Das Bundesamt hat ein ordnungsgemäßes Ermittlungsverfahren geführt, dessen Ergebnisse das Bundesverwaltungsgericht teilt und denen die Beschwerde nicht substantiiert entgegengetreten ist; auch sind die Länderfeststellungen noch hinreichend und aktuell. Daher konnte - bzw. könnte selbst für den Fall, dass ein entsprechender Antrag erstattet worden wäre - auf die Durchführung einer mündlichen Verhandlung verzichtet werden.
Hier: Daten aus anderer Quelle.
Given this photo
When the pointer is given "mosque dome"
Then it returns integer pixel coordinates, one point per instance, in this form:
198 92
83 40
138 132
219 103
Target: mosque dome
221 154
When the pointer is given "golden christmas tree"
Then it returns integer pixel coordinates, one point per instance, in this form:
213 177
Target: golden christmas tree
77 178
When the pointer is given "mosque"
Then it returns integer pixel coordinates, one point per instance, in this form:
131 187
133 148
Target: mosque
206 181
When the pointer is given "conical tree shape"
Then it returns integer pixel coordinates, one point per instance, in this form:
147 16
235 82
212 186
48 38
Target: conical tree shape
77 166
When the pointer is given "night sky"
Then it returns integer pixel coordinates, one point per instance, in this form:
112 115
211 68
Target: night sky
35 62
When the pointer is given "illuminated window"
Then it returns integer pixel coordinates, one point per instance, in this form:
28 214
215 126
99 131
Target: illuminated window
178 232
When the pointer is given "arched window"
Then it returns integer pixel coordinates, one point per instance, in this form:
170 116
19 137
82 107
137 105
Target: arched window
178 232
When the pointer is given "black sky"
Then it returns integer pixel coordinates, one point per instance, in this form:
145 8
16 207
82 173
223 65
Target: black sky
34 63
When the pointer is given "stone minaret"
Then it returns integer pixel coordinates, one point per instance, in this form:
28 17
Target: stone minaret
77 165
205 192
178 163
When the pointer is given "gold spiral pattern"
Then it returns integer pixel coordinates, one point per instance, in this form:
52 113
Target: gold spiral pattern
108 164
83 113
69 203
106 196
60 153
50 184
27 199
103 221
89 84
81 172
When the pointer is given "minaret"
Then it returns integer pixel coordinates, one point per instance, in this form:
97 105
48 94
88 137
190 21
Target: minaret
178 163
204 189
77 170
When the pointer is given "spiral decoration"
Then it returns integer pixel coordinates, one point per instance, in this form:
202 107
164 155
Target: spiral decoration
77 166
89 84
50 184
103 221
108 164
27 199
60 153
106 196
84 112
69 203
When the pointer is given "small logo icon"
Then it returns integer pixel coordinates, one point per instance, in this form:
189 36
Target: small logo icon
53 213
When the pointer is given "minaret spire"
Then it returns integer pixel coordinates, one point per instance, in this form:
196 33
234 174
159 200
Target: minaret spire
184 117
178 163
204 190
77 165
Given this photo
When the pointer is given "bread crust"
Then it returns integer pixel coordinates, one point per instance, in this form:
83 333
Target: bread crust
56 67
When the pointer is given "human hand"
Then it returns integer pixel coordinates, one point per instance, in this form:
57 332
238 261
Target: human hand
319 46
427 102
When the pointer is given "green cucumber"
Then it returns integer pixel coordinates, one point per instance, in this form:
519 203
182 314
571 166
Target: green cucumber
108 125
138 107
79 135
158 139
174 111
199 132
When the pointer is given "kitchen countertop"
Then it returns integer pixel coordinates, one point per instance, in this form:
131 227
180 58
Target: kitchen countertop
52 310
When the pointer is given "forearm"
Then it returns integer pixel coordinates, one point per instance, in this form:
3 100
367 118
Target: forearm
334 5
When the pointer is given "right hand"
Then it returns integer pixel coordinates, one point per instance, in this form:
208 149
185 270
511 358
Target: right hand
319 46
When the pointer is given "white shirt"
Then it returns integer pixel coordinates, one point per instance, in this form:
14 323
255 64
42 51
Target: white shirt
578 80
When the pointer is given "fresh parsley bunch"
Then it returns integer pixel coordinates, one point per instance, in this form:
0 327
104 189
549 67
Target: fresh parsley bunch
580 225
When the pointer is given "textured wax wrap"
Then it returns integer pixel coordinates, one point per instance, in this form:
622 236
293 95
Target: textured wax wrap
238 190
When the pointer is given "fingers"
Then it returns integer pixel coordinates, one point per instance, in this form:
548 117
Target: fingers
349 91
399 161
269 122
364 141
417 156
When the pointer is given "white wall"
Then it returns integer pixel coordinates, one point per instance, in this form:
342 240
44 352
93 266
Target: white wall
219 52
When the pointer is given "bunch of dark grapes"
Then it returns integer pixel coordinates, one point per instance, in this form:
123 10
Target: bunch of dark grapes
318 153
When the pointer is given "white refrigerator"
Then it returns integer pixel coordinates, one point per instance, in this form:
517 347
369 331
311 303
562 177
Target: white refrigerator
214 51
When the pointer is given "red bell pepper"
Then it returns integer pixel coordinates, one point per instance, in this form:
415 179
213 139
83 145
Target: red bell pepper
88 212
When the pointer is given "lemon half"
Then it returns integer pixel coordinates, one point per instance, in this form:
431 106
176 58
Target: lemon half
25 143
Zu B) Unzulässigkeit der Revision:
Gemäß § 25a Abs. 1 Verwaltungsgerichtshofgesetz (VwGG) hat das Verwaltungsgericht im Spruch seines Erkenntnisses oder Beschlusses auszusprechen, ob die Revision gemäß Art. 133 Abs. 4 B-VG zulässig ist. Der Ausspruch ist kurz zu begründen.
Die Revision ist gemäß Art. 133 Abs. 4 B-VG nicht zulässig, weil die Entscheidung nicht von der Lösung einer Rechtsfrage abhängt, der grundsätzliche Bedeutung zukommt. Weder weicht die gegenständliche Entscheidung von der bisherigen Rechtsprechung des Verwaltungsgerichtshofes ab, noch fehlt es an einer Rechtsprechung; weiters ist die vorliegende Rechtsprechung des Verwaltungsgerichtshofes auch nicht als uneinheitlich zu beurteilen. Auch liegen keine sonstigen Hinweise auf eine grundsätzliche Bedeutung der zu lösenden Rechtsfrage vor.
Das Bundesverwaltungsgericht hat sich in der oben begründeten Entscheidung auf die Rechtsprechung des Verwaltungsgerichtshofes gestützt und diese im Erkenntnis auch zitiert. Es ist aus Sicht des Bundesverwaltungsgerichts keine Rechtsfrage offen, sodass die Revision nicht zulässig ist.